There are no real surprises in the structure of the novel.  Female investigator plus tragic past plus complicated relationship with unapproachable/inappropriate man pretty much describes the work of many authors in this genre.  But I don't read popcorn books because I want to have to think-I read them for escapist enjoyment.  And this book provided that in spades.  Gardiner did a good job of pacing the action of the story so that I was engaged the whole time, and the characters are likable enough.  The plot description makes it sound like the reader will be dragged into some seedy underworld of sex and violence, but while the members of the Dirty Secret's Club do have terrible secrets in their past, Gardiner doesn't dwell on the specifics enough for you to come away feeling like you need a shower after.  I look forward to more installments in the life of Jo Beckett, with more psychological mysteries to solve.


Monday, June 04, 2012

Vinegar Hill, AKA A Life of Quiet Desperation

Conservatives love to harken back to the good ol' days, when men and women knew their roles and the family was strong and sacred.  In fact, the main argument that conservatives have against gay marriage is that we were all so much better off when the nuclear family was defined as a husband and his obedient wife and children.

Here's the thing-that ideal was never the norm.  Sure, there were families that resembled the 1950's stereotype a la Leave It to Beaver, but look at the statistic about how many poor mothers had to work, and how many middle-class mothers had substance abuse problems, and they tell a different story.  This state of affairs is beautifully illustrated in A. Manette Ansay in her novel Vinegar Hill.  Vinegar Hill tells the story of Ellen Grier and her family in 1960s Wisconsin.  When her husband loses his job in Illinois, he moves the wife and kids back to their hometown to stay with his parents.  Ellen, a school-teacher from a devout Catholic family, chafes under her mother-in-law's disapproval and her father-in-laws cruelty.  Her husband find living with the father who abused him as a child drains all energy and ambition from him.  He turns away from his wife and their children, paralyzed by his memories and his crushing fear that he will not be able to keep his family safe.  Underlying all of this misery is a family secret that has warped the minds and hearts of everyone involved, creating antipathy and unhappiness.

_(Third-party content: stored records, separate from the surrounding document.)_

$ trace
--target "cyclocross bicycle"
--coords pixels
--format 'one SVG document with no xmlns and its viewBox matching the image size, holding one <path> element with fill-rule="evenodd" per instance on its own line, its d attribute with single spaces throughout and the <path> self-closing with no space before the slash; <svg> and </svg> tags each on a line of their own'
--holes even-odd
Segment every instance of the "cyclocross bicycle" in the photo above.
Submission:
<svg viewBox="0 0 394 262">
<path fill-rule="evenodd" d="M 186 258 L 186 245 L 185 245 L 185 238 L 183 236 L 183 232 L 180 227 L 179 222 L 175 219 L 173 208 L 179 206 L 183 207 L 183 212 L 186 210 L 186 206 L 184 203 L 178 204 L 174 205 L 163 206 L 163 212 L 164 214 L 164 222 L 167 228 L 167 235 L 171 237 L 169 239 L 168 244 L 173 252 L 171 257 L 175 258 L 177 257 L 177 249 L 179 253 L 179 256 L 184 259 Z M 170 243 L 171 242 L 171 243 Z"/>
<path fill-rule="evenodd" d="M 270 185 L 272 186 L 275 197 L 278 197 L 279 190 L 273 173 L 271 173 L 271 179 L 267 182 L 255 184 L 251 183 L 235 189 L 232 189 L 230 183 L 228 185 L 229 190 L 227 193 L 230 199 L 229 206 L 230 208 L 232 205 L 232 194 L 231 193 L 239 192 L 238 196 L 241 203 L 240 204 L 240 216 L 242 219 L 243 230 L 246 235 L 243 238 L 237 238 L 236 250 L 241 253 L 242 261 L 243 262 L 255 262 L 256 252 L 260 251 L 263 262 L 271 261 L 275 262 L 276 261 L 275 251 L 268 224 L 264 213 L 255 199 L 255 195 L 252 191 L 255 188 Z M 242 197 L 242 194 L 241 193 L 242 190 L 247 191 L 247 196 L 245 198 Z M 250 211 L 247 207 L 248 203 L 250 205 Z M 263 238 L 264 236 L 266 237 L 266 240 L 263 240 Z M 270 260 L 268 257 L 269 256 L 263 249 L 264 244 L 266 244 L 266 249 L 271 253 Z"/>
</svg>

Much of the novel focuses on the strict gender roles that each member of the family was expected to play.  Ellen's mother-in-law and her own mother are disapproving of her career, believing that she should be at home taking care of the children.  Her father-in-law believes himself to be the head of his wife, and expects her-and everyone else-to submit to his every command.   The crushing disappointment that Ellen feels in her marriage and the feeling of being trapped in an unhappy life lead her to take long walks alone at night, and eventually leads to substance abuse.  Her mother-in-law is just as unhappy, having lived her adult life under the thumb of an abusive husband.  And her husband's unmarried aunt is perhaps the most miserable, feeling as she does that she was never able to measure up to her more attractive sister, and bearing most of the guilt for the family secret that eventually comes to light.

An action-packed novel this is not.  What action there is takes place almost exclusively within the narrow confines of the family home.  But despite that, the novel feels full.  Full of repressed emotions, quiet sadness, mini-explosions of anger.  Ansay has captured the slow, inexorable march of the unfulfilled life.  Even when Ellen makes a decision that will better the lives of her and her children it doesn't feel joyous. It's just another sad event in the sad life of a sad woman.  But Ansay leaves us with hope that things can and will get better for Ellen, even if she and her children are the only ones who pull themselves out of the emotional morass that is their family.